To live in the moment.

A few weeks ago, Beau suffered a reinjury and the outcome of his vet visit was exactly what I had feared–the ligament which appeared to be healing so well was really just false hope. The ultrasounds which had looked promising, were misleading. The tissue that had regrown was not strong. His recent soundness at the trot was a byproduct of his rehab being done so carefully and so methodically, with perfect shoes and perfect footing, nothing to cause the weakness to rear its ugly head. I cried for weeks, grieving the loss of the hope I started to feel, the devotion of the last six months which had yielded no progress, and I worried of what the future held. The day after we returned from the vet was a clear, sunny day. I took Beau out for grass and watched him graze for hours with tears streaming down my cheeks. He happily plunged his face into a field full of daises and looked up at me with calm brown eyes, as if to say, “isn’t this just the most perfect day?”

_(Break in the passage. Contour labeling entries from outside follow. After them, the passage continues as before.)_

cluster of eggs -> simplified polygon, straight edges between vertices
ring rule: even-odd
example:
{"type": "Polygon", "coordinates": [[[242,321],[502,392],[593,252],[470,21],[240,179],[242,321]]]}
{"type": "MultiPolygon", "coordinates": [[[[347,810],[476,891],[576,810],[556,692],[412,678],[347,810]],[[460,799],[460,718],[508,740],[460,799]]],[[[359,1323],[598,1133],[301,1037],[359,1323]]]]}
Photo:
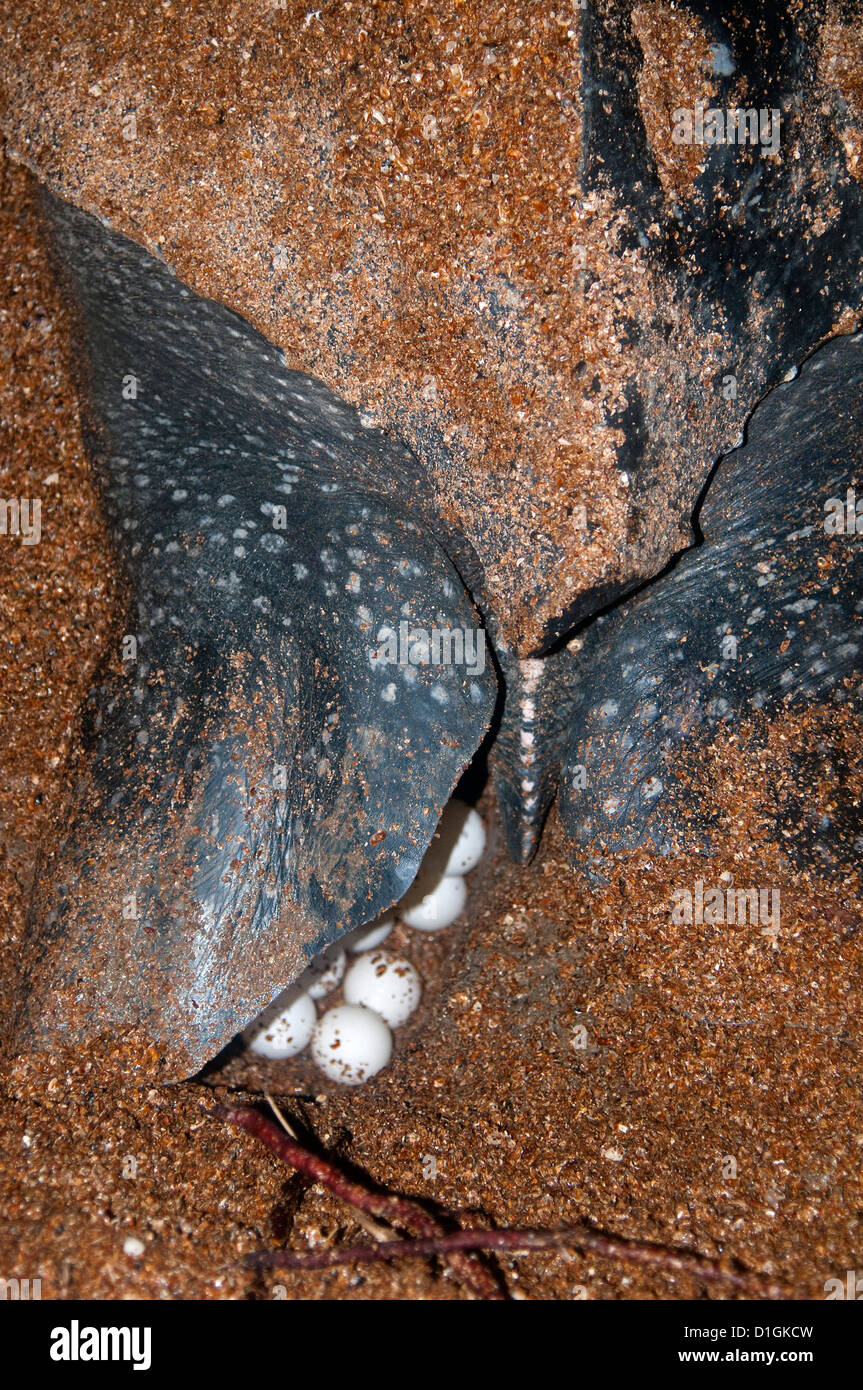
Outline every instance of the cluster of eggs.
{"type": "Polygon", "coordinates": [[[381,951],[396,919],[418,931],[441,931],[464,908],[464,874],[485,849],[485,826],[463,802],[450,801],[420,873],[404,898],[370,926],[357,927],[311,962],[243,1033],[260,1056],[297,1056],[310,1047],[332,1080],[360,1086],[392,1056],[392,1029],[406,1023],[422,986],[410,960],[381,951]],[[356,959],[347,965],[347,954],[356,959]],[[318,1017],[317,1001],[342,986],[345,1004],[318,1017]]]}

My wise, beautiful horse… although our riding career has ended and he will not be the one to teach me how to be a better rider still, he will keep teaching me how to be a better human. With each passing day, I’m starting to see what the next lesson is:

Accept the things you cannot control.

I gave him my everything, and still it was not enough. This is by far the hardest lesson to learn. Sometimes it won’t matter how hard you work, how much you sacrifice, or how bad you want something. These creatures are as fragile as they are powerful. They will bring us both the highest highs and the lowest lows. Life with them brings us the greatest fulfillment and the worst broken hearts. We simply cannot have one without the other and looking back, I still wouldn’t trade it for the world.

My teammate is retired now, but he remains my greatest teacher and my best friend.
Thank you for everything Charlie Brown.